Die Antragstellerin hatte am 28.09.2012 einen Antrag auf internationalen Schutz gestellt. Am 27.08.2015 brachte der Rechtsanwalt der Antragstellerin eine "Beschwerde wegen Verletzung der Entscheidungspflicht gemäß § 130 Abs. 1 Z 3 B-VG" beim Bundesamt für Fremdenwesen und Asyl ein. In der Verhandlung beim Bundesverwaltungsgericht am 07.06.2016 gaben der Ex-Ehegatte und der Rechtsanwalt der Antragstellerin übereinstimmend an, dass diese "vor ca. zwei Jahren" nach Usbekistan zurückgekehrt sei. Laut im erstinstanzlichen Akt einliegenden Aktenvermerk des Stadtpolizeikommandos Schwechat vom 28.05.2013 ist die Asylwerberin nach Moskau ausgereist. Dieses Verfahren ist mangels Möglichkeit die Antragstellerin in einer Beschwerdeverhandlung persönlich zu befragen noch nicht entscheidungsreif, weshalb das Verfahren gemäß § 24 Abs. 2a AsylG, in der Fassung BGBl. I Nr. 70/2015, einzustellen war.

Zu B) Unzulässigkeit der Revision:

Gemäß § 25a Abs. 1 VwGG hat das Verwaltungsgericht im Spruch seines Erkenntnisses oder Beschlusses auszusprechen, ob die Revision gemäß Art. 133 Abs. 4 B-VG zulässig ist. Der Ausspruch ist kurz zu begründen.

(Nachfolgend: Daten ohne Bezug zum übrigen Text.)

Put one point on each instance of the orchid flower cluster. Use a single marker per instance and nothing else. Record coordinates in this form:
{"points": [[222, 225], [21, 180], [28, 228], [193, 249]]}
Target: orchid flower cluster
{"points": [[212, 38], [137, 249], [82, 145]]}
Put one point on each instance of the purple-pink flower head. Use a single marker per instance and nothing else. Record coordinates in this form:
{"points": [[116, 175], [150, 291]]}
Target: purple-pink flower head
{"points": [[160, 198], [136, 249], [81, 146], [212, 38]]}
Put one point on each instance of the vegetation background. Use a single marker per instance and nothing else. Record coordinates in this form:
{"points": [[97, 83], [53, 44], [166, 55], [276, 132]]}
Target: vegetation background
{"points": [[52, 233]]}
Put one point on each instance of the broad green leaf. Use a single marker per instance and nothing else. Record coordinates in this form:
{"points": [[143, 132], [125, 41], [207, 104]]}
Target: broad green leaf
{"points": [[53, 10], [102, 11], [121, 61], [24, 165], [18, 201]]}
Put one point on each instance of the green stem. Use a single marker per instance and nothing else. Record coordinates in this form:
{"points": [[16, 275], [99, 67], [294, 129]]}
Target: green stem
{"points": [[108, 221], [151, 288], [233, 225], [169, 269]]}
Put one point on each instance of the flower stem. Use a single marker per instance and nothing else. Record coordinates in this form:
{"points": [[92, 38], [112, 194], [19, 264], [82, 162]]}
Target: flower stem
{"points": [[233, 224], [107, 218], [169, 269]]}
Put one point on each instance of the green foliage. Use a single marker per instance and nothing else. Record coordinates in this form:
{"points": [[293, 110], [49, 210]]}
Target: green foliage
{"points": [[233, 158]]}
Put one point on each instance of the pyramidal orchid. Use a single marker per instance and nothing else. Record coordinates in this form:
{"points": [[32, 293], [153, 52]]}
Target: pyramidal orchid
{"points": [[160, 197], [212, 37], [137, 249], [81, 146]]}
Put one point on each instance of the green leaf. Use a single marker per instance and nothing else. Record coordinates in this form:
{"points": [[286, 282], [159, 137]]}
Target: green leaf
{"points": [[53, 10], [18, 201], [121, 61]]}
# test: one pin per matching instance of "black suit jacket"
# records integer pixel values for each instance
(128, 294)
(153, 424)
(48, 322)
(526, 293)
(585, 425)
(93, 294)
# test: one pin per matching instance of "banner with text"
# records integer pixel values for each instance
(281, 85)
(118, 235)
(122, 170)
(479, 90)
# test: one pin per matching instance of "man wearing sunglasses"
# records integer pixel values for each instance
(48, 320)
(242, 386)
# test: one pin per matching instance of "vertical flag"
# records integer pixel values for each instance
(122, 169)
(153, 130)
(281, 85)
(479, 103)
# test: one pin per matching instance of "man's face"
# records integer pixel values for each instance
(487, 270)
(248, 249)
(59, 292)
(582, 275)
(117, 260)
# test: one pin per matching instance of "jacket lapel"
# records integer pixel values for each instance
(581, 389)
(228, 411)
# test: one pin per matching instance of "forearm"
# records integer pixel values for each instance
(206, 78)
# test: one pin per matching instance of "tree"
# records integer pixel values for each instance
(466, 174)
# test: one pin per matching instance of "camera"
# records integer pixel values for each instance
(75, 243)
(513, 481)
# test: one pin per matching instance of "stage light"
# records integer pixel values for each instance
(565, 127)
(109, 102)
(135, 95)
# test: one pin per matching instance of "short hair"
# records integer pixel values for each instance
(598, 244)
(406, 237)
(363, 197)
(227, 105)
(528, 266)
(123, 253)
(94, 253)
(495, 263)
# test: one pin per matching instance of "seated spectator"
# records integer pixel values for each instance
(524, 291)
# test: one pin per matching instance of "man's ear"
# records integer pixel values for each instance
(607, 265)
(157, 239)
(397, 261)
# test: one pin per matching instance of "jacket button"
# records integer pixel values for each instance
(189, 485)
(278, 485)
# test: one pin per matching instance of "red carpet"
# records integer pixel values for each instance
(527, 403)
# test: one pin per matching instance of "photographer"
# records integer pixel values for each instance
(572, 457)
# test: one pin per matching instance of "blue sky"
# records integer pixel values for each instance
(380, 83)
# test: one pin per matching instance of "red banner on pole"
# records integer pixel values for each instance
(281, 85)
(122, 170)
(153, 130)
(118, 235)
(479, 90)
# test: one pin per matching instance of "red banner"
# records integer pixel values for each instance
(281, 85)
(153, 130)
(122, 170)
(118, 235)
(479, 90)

Im konkreten Fall ist die Revision gemäß Art. 133 Abs. 4 B-VG, in der Fassung

BGBl. I Nr. 51/2012, nicht zulässig weil die Entscheidung nicht von der Lösung einer Rechtsfrage abhängt, der grundsätzliche Bedeutung zukommt. Dieser Beschluss beschäftigt sich mit der Tatsache, dass die Antragstellerin während des erstinstanzlichen Asylverfahrens freiwillig aus dem Bundesgebiet in ihren Herkunftsstaat ausgereist ist und es ergaben sich im Lauf des Verfahrens keine Hinweise auf das Vorliegen von Rechtsfragen grundsätzlicher Bedeutung. Im Übrigen treffen Art. 130 Abs. 1 Z 3 B-VG und § 24 Abs. 2a AsylG, in der Fassung BGBl. I Nr. 70/2015, klare im Sinne eindeutiger Regelungen (vgl. OGH 22.03.1992, 5 Ob 105/90), weshalb keine Rechtsfrage grundsätzlicher Bedeutung vorliegt.